Hector's family has moved to a new town from San Francisco, where he was happy and confident as a gay Mexican American theatre kid, with a tight group of friends and a taste for style and thrifting. Things go badly for him at his new school, when he's targeted by a truly cruel boy, Mike, and his crew of bullying lackies.  The school staff are no help, refusing to believe Mike is a problem.  Miserable and desperate to escape his tormentor, Hector finds a door in the school hallway that opens into a room that shouldn't be there.  It is retreat designed just for him, and though no time passes when he's inside, when the door opens again, the hallway is empty.

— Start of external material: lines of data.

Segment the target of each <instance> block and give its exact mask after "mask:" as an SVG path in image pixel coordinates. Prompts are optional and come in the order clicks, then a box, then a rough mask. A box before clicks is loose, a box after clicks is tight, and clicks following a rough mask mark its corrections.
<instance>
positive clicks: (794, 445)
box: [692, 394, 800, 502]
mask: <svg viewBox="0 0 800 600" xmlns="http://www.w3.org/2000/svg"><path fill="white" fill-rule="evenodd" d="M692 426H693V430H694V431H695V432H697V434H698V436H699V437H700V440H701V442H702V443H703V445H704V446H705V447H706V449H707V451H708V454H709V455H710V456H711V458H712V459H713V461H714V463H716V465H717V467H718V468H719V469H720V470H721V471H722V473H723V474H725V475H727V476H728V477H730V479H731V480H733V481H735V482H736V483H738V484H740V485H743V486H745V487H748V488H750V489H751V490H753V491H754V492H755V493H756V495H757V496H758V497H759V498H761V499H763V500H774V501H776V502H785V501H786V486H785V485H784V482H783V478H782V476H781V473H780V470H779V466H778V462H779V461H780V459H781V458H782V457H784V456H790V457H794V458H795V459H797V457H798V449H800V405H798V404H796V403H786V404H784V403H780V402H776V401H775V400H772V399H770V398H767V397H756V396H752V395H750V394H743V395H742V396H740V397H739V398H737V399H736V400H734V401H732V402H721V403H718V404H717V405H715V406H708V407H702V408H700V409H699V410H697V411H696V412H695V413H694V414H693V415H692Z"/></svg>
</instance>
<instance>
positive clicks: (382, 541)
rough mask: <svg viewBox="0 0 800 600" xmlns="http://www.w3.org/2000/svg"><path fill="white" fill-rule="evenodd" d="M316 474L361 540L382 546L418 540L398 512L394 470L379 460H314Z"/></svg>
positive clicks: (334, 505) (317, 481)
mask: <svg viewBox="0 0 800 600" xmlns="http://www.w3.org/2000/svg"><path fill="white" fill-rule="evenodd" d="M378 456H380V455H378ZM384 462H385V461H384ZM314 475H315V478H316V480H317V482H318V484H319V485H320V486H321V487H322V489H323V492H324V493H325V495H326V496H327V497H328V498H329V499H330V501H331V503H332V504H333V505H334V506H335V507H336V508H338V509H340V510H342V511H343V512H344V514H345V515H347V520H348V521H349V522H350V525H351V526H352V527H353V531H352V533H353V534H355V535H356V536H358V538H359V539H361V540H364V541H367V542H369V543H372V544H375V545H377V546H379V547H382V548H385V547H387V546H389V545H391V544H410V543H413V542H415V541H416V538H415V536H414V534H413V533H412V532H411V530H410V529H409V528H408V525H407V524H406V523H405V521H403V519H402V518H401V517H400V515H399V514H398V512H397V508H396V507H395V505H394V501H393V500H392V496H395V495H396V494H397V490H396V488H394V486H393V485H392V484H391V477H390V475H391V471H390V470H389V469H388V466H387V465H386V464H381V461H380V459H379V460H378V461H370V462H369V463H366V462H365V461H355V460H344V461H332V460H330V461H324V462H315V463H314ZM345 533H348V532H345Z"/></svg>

Soon he finds that two other kids, from schools in different states, have also found the room.  One is girl whose principal is about to tell her mother she is gay, the other a lonely non-binary kid. They too need an escape place, and the three become supportive friends.  But the room, though magical, is still a room, and Hector must come up with his own plan for exposing Mike and getting justice.

I have to say that the bullying part is hard reading.  It hurts to see Hector being treated so badly, and becoming sad and diminished, and this might well be painful reading for kids, especially gay kids, in similar circumstances (I am glad that although Mike's reasons for being such a homophobic monster are hinted at, we aren't given a redemption arc for him--that would have been too much to swallow).  The magical room part, and the friendships he builds both there, and, with a bit more effort, with other "misfit" kids at his own school, though, makes for warm and friendly reading.  And it's lovely to see Hector's supportive family (and maybe it's shallow of me, but I also appreciated the delicious Mexican food that was eaten along the way....)

It's great that a very gay magical-portal fantasy is out there in the world, and I hope that the kids (straight and queer) who need it find it, even if they can't get into the wonderful room.

disclaimer--review copy received from the publisher for Cybils Awards purposes.